7. The method of claim 6, wherein the inputting the text to be processed into a pre-trained semantic model and outputting a text representation matrix combining context and word position information of the text to be processed comprises:

and taking the first matrix, the second matrix and the third matrix as input, and calculating by the pre-training semantic model encoder to generate a vector representation matrix V of each token in the bs text, with dimensions (bs, lmax, hs), where hs is the hidden _ size of the hidden layer of the pre-training model:

V＝f _enc (X _{input_id} ，X _{attention_mask} ，X _{segment_id} )。

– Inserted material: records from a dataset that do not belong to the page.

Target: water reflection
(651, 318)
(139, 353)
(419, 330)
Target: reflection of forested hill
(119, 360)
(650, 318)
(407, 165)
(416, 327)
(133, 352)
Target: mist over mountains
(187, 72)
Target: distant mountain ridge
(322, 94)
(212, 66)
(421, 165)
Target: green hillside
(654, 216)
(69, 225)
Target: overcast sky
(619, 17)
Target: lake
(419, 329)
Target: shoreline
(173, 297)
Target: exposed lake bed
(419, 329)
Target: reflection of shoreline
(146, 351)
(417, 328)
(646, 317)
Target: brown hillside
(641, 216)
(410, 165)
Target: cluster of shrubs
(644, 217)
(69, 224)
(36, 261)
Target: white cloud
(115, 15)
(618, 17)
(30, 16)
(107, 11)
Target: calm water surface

8. the method of claim 7, further comprising:

subjecting said [ cls ] to]The vector is determined as the text representation vector, and hs dimension representation vector v corresponding to each text in the batch is obtained _[cls] ；

Wherein,

9. The method of claim 8, further comprising:

circularly executing to obtain a characterization matrix V of all texts _[cls] Dimension is (n, hs), and n is the total number of texts;

wherein,

Characterization vector equal to ith text of the pth parallel sample->

j＝(p-1)+i，1≤i≤bs。

10. The method according to claim 1, wherein the step of performing similar text deduplication processing by using the text characterization matrix as an input and using a clustering algorithm to obtain a processed target text comprises:

characterizing a matrix V for the text _[cls] Normalization processing is carried out to obtain a normalized feature matrix V _[c ′ _ls] The euclidean distance between the normalized matrix vectors is equivalent to the cosine distance:

wherein,

is->

J is more than or equal to 1 and less than or equal to n, and>

the vector is characterized for the j < th > normalized text.

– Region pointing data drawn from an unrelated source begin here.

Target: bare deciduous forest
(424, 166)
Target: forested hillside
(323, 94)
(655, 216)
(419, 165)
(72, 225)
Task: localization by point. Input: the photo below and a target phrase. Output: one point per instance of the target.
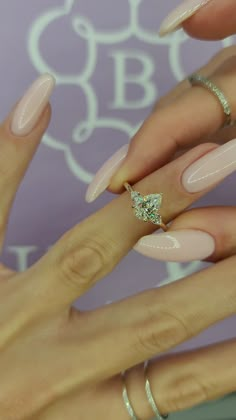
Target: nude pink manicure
(31, 106)
(179, 246)
(183, 12)
(103, 177)
(211, 168)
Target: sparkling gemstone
(146, 208)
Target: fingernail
(179, 246)
(183, 12)
(32, 104)
(210, 168)
(102, 178)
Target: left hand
(178, 311)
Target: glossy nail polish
(211, 168)
(183, 12)
(179, 246)
(31, 106)
(103, 177)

11. The method of claim 10, further comprising:

characterization matrix V by normalization _[c ′ _ls] For input, clustering is carried out according to Euclidean distances among n text vectors to obtain a cluster label corresponding to each vector, the vectors with the same label form semantic similar clusters, finally, the n text vectors form m clusters, wherein n is more than or equal to m,

wherein,

And k is more than or equal to 1 and less than or equal to hs for the kth dimension component after the jth text vector normalization.

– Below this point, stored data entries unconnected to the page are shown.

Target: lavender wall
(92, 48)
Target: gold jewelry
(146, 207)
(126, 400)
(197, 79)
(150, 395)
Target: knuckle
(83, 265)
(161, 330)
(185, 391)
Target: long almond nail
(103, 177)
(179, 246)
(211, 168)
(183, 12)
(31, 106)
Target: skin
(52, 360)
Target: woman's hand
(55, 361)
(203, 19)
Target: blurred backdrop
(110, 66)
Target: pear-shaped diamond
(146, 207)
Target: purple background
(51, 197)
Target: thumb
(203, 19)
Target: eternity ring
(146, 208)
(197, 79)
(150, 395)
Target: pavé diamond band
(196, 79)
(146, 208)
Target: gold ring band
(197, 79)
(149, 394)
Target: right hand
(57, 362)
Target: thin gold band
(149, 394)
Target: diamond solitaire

12. The method of claim 2, wherein obtaining the target text by taking a representative sample from each of the plurality of speech-like clusters according to a distance between the text vector of each cluster and the center vector comprises:

calculating the mean value of the samples in each cluster as a cluster center vector, wherein the number of the cluster center vectors is m:

wherein,

13. A similar text deduplication apparatus, comprising:

the acquisition unit is used for acquiring a text to be processed;

the output unit is used for inputting the text to be processed into a pre-training semantic model and outputting a text representation matrix combining the context and the word position information of the text to be processed;

and the processing unit is used for carrying out similar text duplicate removal processing by using the text representation matrix as input and utilizing a clustering algorithm to obtain a processed target text.

14. A computer-readable storage medium, in which a computer program is stored, wherein the computer program is arranged to perform the method of any of claims 1 to 12 when executed.

15. An electronic device comprising a memory and a processor, wherein the memory has a computer program stored therein, and the processor is configured to execute the computer program to perform the method of any of claims 1 to 12.